Dans ce projet qui suit l’itinéraire de la grande fugue de 1880/1882, je m’identife à Albert Dadas. Je suis son fantôme et il est le mien, je suis dans le cadre, à la fois son acteur et le mien. Grâce à des temps de pause longs, de 30 secondes à plusieurs minutes, je capte des moments où la durée s’inscrit sur les pixels du capteur. À travers des mises en scène, nous nous incarnons donc, lui et moi, dans un hors temps universel. Des autoportraits, mais pas au sens strict, ce n’est à la fois ni moi ni lui. Ce sont nos apparitions ou nos disparitions.
France and Europe at the end of the XIXth century are obsessed by the issue of wandering, by undocumented people who roam from one city to another. Wandering impulsion becomes a medical disorder with a precise diagnosis. Albert Dadas (1860 – 1907) is one of the first persons suffering from sleep automatism, also called drapetomania. His doctor, Philippe Tissié, will diagnose his insanity in his thesis « the wandering insane ».

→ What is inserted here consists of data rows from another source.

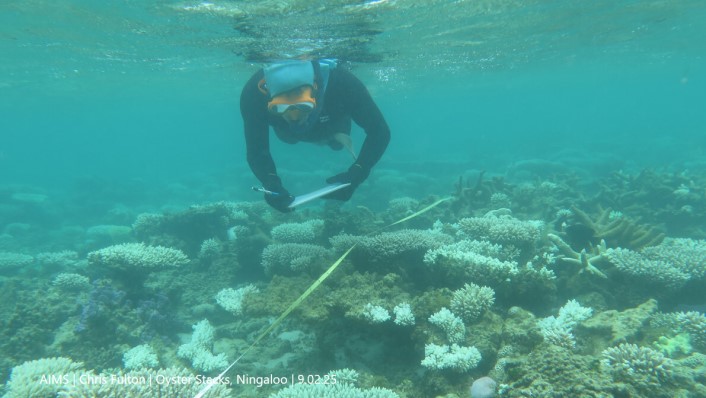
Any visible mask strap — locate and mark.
[257,79,270,98]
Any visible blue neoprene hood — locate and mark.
[264,61,314,98]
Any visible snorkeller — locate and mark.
[240,59,390,212]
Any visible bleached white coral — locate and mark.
[0,252,34,270]
[270,219,324,243]
[52,272,91,290]
[451,283,495,322]
[429,307,466,343]
[37,250,78,268]
[3,357,85,398]
[601,343,673,384]
[199,238,221,261]
[216,284,260,315]
[422,344,481,372]
[329,229,453,262]
[392,303,415,326]
[262,243,330,274]
[537,300,593,348]
[458,213,544,247]
[424,240,520,285]
[605,248,689,290]
[177,319,228,372]
[123,344,159,369]
[363,303,390,323]
[640,238,706,280]
[87,243,189,268]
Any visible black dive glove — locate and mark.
[263,176,294,213]
[324,163,370,201]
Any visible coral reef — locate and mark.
[451,283,495,322]
[86,243,189,269]
[0,166,706,398]
[177,319,228,372]
[422,344,481,372]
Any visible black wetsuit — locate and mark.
[240,67,390,183]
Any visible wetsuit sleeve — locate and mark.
[240,71,277,185]
[341,70,390,170]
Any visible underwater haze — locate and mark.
[0,0,706,398]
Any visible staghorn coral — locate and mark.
[123,344,159,369]
[605,239,706,290]
[422,344,481,372]
[262,243,331,274]
[601,343,674,386]
[571,206,665,250]
[429,307,466,343]
[3,357,85,398]
[451,283,495,322]
[363,303,391,323]
[537,300,593,348]
[547,234,608,279]
[0,252,34,272]
[52,273,91,290]
[424,240,519,285]
[330,229,453,263]
[392,303,415,326]
[270,219,324,243]
[216,284,260,315]
[640,238,706,280]
[177,319,228,372]
[650,311,706,350]
[87,243,189,269]
[458,210,544,251]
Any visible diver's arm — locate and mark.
[240,72,277,185]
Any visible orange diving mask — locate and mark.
[267,86,316,115]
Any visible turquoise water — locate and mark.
[0,0,706,397]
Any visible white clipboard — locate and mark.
[289,183,351,209]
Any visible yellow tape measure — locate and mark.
[194,197,451,398]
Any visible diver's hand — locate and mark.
[324,163,370,201]
[263,176,294,213]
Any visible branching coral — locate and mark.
[87,243,189,269]
[601,343,673,385]
[547,234,608,279]
[571,206,665,249]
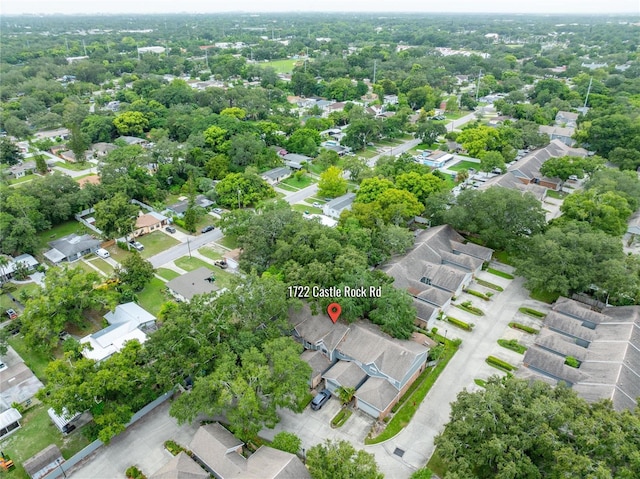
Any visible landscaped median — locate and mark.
[364,341,459,444]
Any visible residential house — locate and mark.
[149,451,206,479]
[0,346,44,411]
[80,302,156,361]
[282,153,311,170]
[133,211,169,236]
[167,266,220,302]
[44,233,101,264]
[167,195,213,218]
[261,166,291,186]
[189,423,311,479]
[22,444,64,479]
[0,408,22,439]
[289,305,435,418]
[322,193,356,218]
[481,139,587,196]
[0,254,40,281]
[518,298,640,411]
[381,225,493,329]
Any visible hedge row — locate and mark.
[447,316,475,331]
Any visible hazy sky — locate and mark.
[0,0,640,14]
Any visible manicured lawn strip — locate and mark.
[447,160,480,171]
[198,246,222,261]
[174,256,213,271]
[216,236,238,249]
[476,278,504,292]
[8,335,54,383]
[509,322,540,334]
[518,307,546,319]
[486,356,518,373]
[529,289,560,304]
[364,346,458,444]
[136,277,171,315]
[331,408,353,428]
[447,316,474,331]
[0,404,89,479]
[138,232,180,258]
[487,268,514,279]
[280,175,316,189]
[156,268,180,281]
[498,339,528,354]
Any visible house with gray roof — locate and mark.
[322,193,356,218]
[380,225,493,329]
[166,266,220,302]
[260,166,291,186]
[518,298,640,410]
[189,423,311,479]
[44,233,101,264]
[480,139,587,191]
[289,304,435,418]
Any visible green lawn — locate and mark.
[136,277,171,315]
[280,175,316,189]
[156,268,180,281]
[291,204,322,215]
[174,256,214,271]
[198,246,222,260]
[216,236,238,249]
[447,160,480,171]
[259,58,297,73]
[0,404,89,479]
[138,231,180,258]
[56,161,95,171]
[37,220,92,250]
[8,334,53,382]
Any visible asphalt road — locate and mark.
[148,228,223,268]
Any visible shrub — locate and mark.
[487,268,514,279]
[487,356,518,373]
[447,316,475,331]
[509,322,540,334]
[564,356,581,368]
[498,339,527,354]
[518,308,546,319]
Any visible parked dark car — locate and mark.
[311,389,331,411]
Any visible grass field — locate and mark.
[447,161,480,171]
[259,58,297,73]
[0,404,89,479]
[138,231,180,258]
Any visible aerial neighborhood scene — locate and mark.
[0,0,640,479]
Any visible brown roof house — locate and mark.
[381,225,493,329]
[289,305,434,418]
[518,298,640,410]
[189,423,311,479]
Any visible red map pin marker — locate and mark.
[327,303,342,323]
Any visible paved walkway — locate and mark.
[358,272,529,479]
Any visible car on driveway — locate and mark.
[129,241,144,251]
[311,389,331,411]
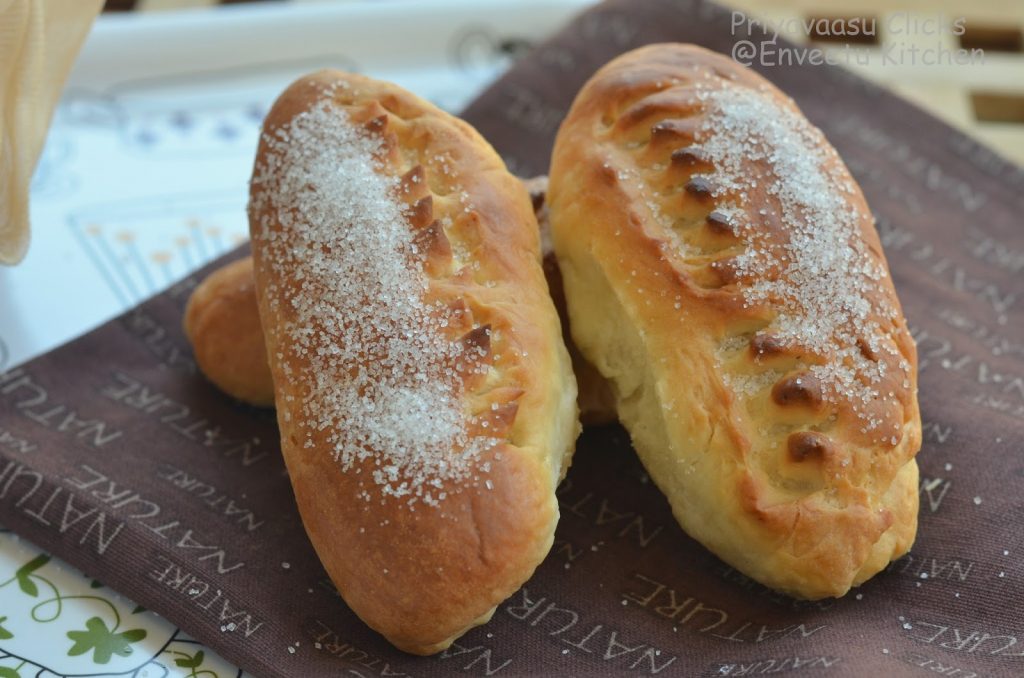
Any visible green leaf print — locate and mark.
[174,650,206,669]
[68,617,146,664]
[14,553,50,598]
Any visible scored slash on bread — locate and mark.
[548,45,921,598]
[240,71,579,654]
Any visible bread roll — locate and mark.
[249,71,579,654]
[185,176,615,424]
[184,257,273,408]
[548,44,921,598]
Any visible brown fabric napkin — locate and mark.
[0,0,1024,678]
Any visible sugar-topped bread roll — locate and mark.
[249,71,579,654]
[184,176,615,424]
[548,44,921,598]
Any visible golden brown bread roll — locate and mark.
[184,257,273,408]
[185,176,615,424]
[548,44,921,598]
[249,71,579,654]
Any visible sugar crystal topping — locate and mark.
[254,100,497,506]
[696,84,908,429]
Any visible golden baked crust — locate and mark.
[249,71,579,654]
[185,176,615,424]
[548,44,921,598]
[184,257,273,408]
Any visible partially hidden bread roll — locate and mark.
[184,257,273,408]
[184,176,615,424]
[249,71,579,654]
[548,44,921,598]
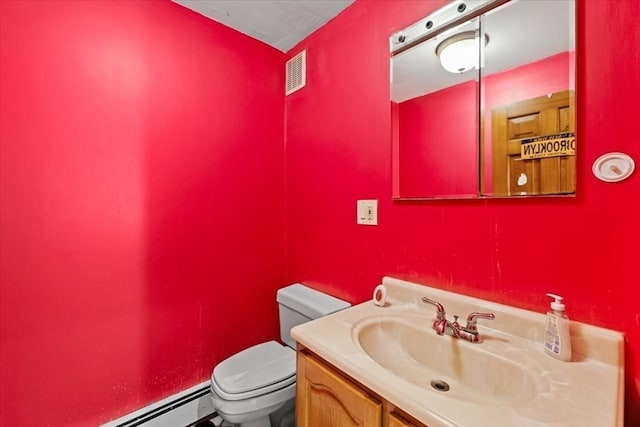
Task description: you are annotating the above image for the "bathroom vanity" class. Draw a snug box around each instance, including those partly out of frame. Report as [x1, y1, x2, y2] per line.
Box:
[296, 346, 425, 427]
[291, 277, 624, 427]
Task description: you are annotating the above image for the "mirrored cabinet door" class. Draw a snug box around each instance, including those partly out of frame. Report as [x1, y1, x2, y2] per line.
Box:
[480, 1, 576, 197]
[390, 0, 576, 199]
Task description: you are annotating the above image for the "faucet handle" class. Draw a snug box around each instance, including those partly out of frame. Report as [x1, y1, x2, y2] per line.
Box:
[422, 297, 446, 320]
[464, 311, 496, 333]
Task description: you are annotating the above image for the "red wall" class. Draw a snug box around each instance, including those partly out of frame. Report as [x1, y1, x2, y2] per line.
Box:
[286, 0, 640, 427]
[0, 0, 284, 427]
[393, 80, 480, 197]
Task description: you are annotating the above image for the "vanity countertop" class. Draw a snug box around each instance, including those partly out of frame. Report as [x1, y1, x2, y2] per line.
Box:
[291, 277, 624, 427]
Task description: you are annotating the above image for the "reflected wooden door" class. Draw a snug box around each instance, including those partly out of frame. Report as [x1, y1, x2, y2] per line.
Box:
[491, 91, 576, 196]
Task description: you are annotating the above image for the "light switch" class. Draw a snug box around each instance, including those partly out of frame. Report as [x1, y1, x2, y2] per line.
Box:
[356, 200, 378, 225]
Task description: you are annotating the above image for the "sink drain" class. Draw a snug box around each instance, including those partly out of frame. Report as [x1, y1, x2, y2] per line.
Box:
[431, 380, 449, 391]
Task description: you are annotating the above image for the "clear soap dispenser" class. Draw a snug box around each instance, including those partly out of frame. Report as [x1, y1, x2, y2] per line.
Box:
[544, 294, 571, 362]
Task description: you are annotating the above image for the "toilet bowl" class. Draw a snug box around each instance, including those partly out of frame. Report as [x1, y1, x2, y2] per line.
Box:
[211, 284, 350, 427]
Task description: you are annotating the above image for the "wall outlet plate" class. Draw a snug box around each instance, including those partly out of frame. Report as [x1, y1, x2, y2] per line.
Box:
[356, 200, 378, 225]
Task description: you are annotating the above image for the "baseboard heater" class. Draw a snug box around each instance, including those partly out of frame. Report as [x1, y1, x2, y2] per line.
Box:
[100, 381, 215, 427]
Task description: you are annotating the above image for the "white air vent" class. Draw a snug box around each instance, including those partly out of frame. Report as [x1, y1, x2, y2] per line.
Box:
[286, 50, 307, 95]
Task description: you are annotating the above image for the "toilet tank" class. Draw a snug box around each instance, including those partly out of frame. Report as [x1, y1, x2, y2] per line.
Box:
[276, 283, 351, 349]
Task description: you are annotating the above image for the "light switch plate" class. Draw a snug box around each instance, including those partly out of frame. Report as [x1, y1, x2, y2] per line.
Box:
[356, 200, 378, 225]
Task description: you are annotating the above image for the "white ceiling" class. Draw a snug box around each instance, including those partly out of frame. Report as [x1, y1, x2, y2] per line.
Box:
[391, 0, 575, 102]
[173, 0, 354, 52]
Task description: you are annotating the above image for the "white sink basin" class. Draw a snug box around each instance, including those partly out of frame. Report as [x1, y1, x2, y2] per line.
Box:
[354, 316, 548, 406]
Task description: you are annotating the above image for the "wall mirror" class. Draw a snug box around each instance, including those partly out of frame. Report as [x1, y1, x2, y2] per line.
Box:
[390, 0, 576, 199]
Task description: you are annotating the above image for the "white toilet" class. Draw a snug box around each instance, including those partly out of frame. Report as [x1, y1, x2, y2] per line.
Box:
[211, 283, 350, 427]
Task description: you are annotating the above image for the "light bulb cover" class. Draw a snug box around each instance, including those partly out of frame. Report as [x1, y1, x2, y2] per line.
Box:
[436, 31, 489, 74]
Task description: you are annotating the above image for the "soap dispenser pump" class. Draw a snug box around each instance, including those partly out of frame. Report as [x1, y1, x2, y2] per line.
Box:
[544, 294, 571, 362]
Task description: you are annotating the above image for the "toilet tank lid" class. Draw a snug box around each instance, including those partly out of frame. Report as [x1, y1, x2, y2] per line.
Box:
[277, 283, 351, 319]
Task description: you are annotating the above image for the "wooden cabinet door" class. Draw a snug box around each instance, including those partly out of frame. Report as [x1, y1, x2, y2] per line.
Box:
[296, 352, 382, 427]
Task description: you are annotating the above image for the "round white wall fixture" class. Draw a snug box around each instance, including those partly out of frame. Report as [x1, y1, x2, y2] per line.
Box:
[592, 153, 636, 182]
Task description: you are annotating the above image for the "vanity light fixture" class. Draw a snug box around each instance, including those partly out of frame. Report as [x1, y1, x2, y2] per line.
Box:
[436, 31, 489, 74]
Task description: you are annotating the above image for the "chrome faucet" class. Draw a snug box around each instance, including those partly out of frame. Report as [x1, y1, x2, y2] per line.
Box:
[422, 297, 496, 343]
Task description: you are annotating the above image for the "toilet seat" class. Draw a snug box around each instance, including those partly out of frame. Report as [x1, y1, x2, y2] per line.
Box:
[211, 341, 296, 400]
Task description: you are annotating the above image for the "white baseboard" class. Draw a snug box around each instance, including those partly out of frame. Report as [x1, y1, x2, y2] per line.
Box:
[100, 381, 215, 427]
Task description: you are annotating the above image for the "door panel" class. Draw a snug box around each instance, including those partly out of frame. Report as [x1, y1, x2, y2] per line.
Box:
[490, 91, 576, 196]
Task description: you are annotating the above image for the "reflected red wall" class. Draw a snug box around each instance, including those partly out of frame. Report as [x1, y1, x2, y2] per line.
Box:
[286, 0, 640, 427]
[398, 80, 479, 197]
[0, 0, 284, 427]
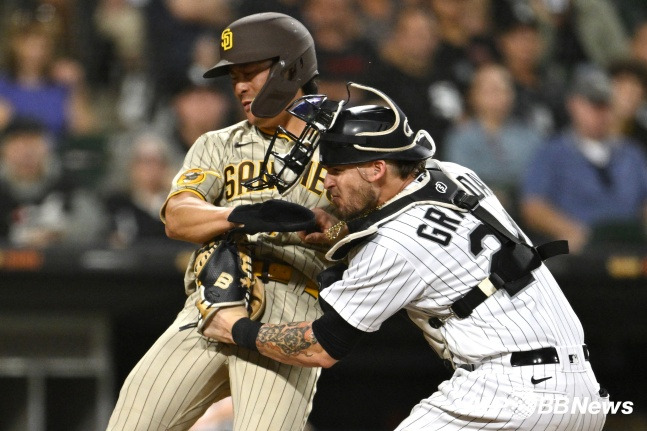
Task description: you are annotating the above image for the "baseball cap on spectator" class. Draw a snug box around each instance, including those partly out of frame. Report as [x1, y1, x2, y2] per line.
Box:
[570, 67, 611, 105]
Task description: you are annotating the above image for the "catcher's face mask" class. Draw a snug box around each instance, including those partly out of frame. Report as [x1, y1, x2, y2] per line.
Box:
[244, 94, 346, 194]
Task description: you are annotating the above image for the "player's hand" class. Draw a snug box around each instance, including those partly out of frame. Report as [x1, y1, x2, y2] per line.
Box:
[297, 208, 348, 245]
[202, 306, 249, 344]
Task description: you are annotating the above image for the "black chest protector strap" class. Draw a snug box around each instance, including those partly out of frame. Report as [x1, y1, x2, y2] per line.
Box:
[333, 163, 568, 328]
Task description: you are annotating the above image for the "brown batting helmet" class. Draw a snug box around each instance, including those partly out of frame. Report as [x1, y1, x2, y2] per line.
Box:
[203, 12, 318, 118]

Albert Dadas, a modest gas worker in Bordeaux, will regularly run away for several days or several years, losing his documents as well as his identity, but never his urge to leave, to walk, to discover. Some will say that he is a pretender. I grew fond of this character, we have things in common : running away, a cranial trauma, defective memory, severe headaches, we weep easily, fits of melancholy, the taste for travelling and for wide open spaces, wandering at any cost, attraction to North East, a sense of clothing cleanliness, a specific link to Liège, the urge to go to a city whose name sounds pleasant to us, etc.
Therefore I very soon felt the necessity to make a double project relating to his long running away of 1880 – 1882. This will take him from Valenciennes to Moscow via Liège, Cologne, Kassel, Linz, Vienna, Prague, Berlin, Warsaw, Minsk. In Moscow, he is suspected of being an anarchist and is sent to jail before being expelled from Russia with other prisoners. He then moves to Istanbul before making off to Vienna, Munich, Strasbourg and then arrives in Switzerland. Exhausted, he goes to Basle where he gives himself up to the French consulate. In Lille, he will be convinced to three years public works for desertion with effects and weapons. « I left because my comrades tormented me too much » did he declare during his questioning (how many times have I had this idea on Sunday evenings during my college years and then during my military service and still later when I had a regular job during eleven years, at times running away, inventing diseases for myself). I add to this that I like the idea of retracing the route of a modest man.
In this project which follows the itinerary of the long run away of 1880 – 1882, I identify with Albert Dadas. I am his ghost and he is mine, I am within the frame, at the same time his actor and my own. Thanks to long break times, of 30 seconds to several minutes, I capture moments where duration is registered on the captor’s pixels. Through stage settings, we are embodied, he and I, in a universal « out of time ». Self portraits, but not in the strict sense of the word, it is neither me nor him. They are our appareances or our disappearances.